The life cycle cost method is a method for calculating the total costs incurred during the life cycle. It is generally understood as the product production cycle cost method to quantify all costs in the product life cycle. It is worth mentioning that the central link in the design of an enterprise's production system is to systematically measure production factors such as products, assets and labor, and combine them into integrated functional units. Therefore, for assets and labor, the cost structure can also be analyzed using the life cycle cost method.
Life cycle costing
- English translation; (Life Cycle Costing, LCC)
- The life cycle cost method (LCC) originated from the U.S. Department of Defense's
- The life cycle principle of production costs originates in the 1980s and 1990s. At that time, the internal data processing department of the company developed very quickly. Data processing during its normal use cycle
- The application of life cycle cost method in enterprises has profound practical significance. Especially the continuous development of science and technology, the high-tech modern production system represented by the computer industry, changing the traditional
- According to Blanchard's cost breakdown structure method, the life cycle cost method can be analyzed in the following steps:
- Starting from the production characteristics, determine the basic
- The life cycle cost method is an important tool for textile enterprises, but it cannot eliminate the entrepreneur's risk. Advanced technology provides unique
- The above specific application of the comprehensive life cycle cost method can be concluded that the key to the life cycle cost method is to determine the life cycle and cost classification. For the application of the life cycle cost method in enterprise production, it can also be expressed by the traditional LCC curve in a production system. The determination of the life cycle and cost classification of products, assets, and labor under the life cycle cost method can basically be applied to the "bath curve" and can be slightly changed.
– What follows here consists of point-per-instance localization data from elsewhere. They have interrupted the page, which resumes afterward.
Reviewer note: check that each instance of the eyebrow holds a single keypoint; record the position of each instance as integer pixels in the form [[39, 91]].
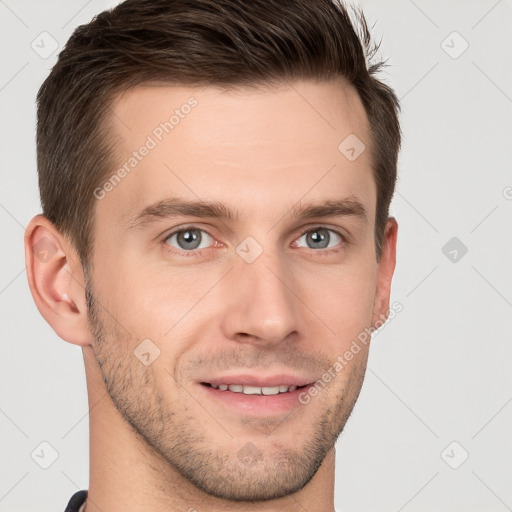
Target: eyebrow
[[174, 207]]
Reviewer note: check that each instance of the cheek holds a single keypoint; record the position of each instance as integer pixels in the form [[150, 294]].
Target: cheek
[[342, 297]]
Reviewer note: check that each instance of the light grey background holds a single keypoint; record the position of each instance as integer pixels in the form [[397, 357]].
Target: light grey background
[[440, 372]]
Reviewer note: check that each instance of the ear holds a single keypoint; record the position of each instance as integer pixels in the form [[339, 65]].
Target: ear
[[386, 267], [56, 280]]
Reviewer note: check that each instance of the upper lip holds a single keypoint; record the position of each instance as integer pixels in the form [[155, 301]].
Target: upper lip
[[260, 381]]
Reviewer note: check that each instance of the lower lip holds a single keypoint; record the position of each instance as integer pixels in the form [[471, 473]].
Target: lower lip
[[260, 405]]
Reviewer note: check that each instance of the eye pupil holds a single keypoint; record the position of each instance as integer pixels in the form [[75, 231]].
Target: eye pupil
[[319, 236], [189, 239]]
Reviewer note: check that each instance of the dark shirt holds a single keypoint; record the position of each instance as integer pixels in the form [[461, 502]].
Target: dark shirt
[[76, 501]]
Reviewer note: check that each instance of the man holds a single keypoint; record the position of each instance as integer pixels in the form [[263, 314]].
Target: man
[[215, 180]]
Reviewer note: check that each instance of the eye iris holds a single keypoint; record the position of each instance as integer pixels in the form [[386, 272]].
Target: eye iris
[[189, 239], [319, 236]]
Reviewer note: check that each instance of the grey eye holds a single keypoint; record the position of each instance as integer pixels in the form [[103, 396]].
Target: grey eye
[[188, 239], [319, 238]]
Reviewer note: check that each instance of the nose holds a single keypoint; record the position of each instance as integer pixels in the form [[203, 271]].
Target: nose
[[262, 308]]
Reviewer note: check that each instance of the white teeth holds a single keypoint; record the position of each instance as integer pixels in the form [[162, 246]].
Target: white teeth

Life cycle cost acquisition stage
- This is the beginning of the life cycle, which kicked off the prelude to the production system. Product research and development, initial investment in assets, and labor recruitment are all activities in the acquisition phase. The time span of the acquisition phase varies with the different production factors, but its cost is the highest in the entire life cycle.
Life cycle cost method operation phase
- After the production factors are obtained, the next step is the operation and maintenance phase. The product enters the use phase of the customer, the asset faces the trade-off phase of operation maintenance and shutdown maintenance, and the labor force begins to master the labor skills and enters the actual operation phase. The operating phase is a period of relatively low cost and relatively stable life cycle.
Life Cycle Costing Disposal Phase
- At the end of the life cycle, it is the disposal phase of production factors. Abandoned disposal at the end of product life, disposal costs at the end of the asset life cycle, and labor-related illness and disability indicate that the life cycle has entered a disposal stage that is no longer profitable, and its disposal costs will increase.